1. ЭКГ – изменения обусловлены перегрузкой правых отделов сердца и вторичной ишемией миокарда: синусовая тахикардия; изменение зубца Т и сегмента SТ; отклонение ЭОС вправо; блокада правой ножки пучка Гиса; нарушения ритма (мерцательная либо пароксизмальная тахикардию, предсердная экстрасистолия, фибрилляция желудочков); признаки перегрузки правого предсердия (остроконечные зубцы Р - Р pulmonale - во II, III, AVF отведениях). В отличие от ишемических изменений на ЭКГ для ТЭЛА характерны: однонаправленность отклонений ЭКГ во II, III, AVF и правых грудных отведениях, формирование глубокого, но не патологического зубца Q в III отведении, смещение сегмента SТ вниз в I, II, АVL отведениях и вверх в III, AVF, AVR, V1--V2 отведениях
2. Рентгенография легких:
а) при ТЭЛА, не осложненной инфарктпневмонией:
- обеднение легочного рисунка в зоне разветвления тромбированного сосуда (симптом Вестермарка)

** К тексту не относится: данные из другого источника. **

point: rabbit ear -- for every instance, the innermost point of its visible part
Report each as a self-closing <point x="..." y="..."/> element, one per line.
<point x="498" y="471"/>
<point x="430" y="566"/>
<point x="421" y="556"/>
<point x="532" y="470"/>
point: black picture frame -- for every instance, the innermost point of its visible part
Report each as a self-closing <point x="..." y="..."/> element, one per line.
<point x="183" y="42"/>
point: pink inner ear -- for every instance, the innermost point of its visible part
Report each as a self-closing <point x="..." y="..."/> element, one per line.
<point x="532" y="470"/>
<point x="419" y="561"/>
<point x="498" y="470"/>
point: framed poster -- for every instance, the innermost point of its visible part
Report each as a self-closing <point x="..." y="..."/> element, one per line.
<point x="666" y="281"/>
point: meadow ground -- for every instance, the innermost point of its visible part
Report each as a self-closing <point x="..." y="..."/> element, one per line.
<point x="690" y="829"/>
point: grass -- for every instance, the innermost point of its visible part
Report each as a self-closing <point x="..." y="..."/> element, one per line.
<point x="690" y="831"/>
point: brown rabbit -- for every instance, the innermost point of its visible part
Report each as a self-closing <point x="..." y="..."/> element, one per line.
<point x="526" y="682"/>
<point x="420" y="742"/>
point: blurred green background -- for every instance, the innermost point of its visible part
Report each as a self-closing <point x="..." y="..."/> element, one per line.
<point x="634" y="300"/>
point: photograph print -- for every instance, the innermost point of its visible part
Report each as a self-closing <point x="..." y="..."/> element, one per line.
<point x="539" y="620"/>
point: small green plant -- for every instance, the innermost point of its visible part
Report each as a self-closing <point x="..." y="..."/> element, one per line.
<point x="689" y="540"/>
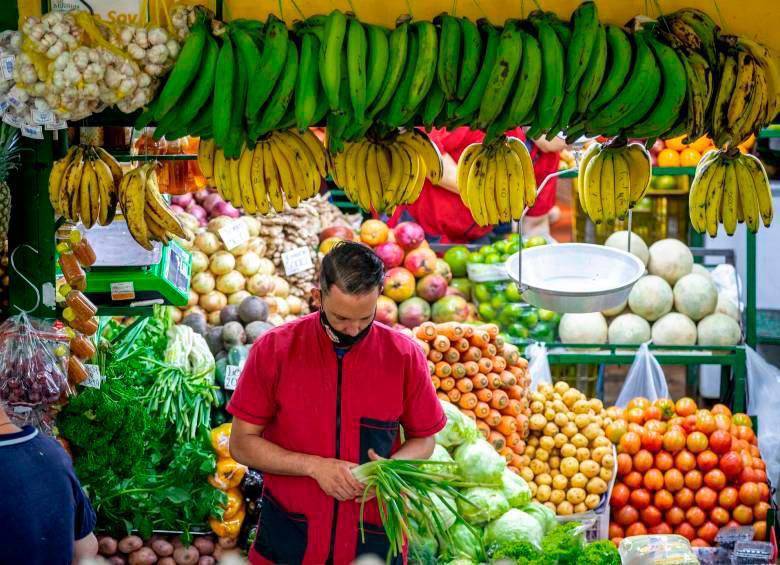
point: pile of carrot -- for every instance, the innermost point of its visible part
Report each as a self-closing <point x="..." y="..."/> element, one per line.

- выбухание конуса легочной артерии
- расширение правых отделов сердца
- расширение корня легкого (обрубленность, деформация).
б) при ТЭЛА, осложненной инфарктпневмонией:
- затемнения в легком
- утолщение висцеральной плевры, плевральные наложения
- элевация купола диафрагмы, ограничение его подвижности и уменьшение вследствие этого легочного поля на стороне поражения
- дисковидные ателектазы
- жидкость в плевральной полости
Наибольшее значение в рентгенологической диагностике ТЭЛА имеет сочетание патологического затемнения в легком и высокого стояния купола диафрагмы, выявляемое на одной и той же стороне грудной клетки. Этот симптомокомплекс высоко специфичен, что позволяет использовать его в проведении дифференциальной диагностики инфарктпневмонии и затемнения, вызванного обычной пневмонией, для которой нетипична элевация купола диафрагмы.

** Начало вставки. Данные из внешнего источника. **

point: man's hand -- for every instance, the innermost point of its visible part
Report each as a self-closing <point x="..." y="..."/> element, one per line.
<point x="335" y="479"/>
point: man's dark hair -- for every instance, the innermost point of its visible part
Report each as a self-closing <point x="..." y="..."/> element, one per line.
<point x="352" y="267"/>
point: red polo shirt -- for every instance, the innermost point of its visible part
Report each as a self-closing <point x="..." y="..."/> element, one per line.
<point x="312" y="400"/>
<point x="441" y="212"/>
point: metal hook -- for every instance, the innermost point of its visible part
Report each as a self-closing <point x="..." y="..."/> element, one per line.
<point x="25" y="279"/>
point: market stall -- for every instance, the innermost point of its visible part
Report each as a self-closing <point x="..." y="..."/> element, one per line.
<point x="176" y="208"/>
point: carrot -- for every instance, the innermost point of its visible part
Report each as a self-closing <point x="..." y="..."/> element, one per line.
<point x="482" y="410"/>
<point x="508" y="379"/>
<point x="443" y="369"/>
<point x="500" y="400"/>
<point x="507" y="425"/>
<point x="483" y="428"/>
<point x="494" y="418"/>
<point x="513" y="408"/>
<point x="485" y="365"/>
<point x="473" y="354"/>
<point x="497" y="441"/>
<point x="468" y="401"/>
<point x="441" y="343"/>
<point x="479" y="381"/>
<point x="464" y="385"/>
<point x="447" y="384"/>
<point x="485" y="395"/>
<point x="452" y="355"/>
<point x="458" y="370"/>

3. Эхо-КГ - выявляет расширение легочной артерии, правых отделов сердца, снижение фракции выброса правого желудочка, патологическую трикуспидальную регургитацию. Из-за повышения давления в правом желудочке межжелудочковая перегородка уплощается и левый желудочек напоминает букву D (D-образный желудочек). В случае высокой степени легочной гипертензии дилатированный правый желудочек как бы сдавливает левый, в результате чего последний принимает форму полумесяца.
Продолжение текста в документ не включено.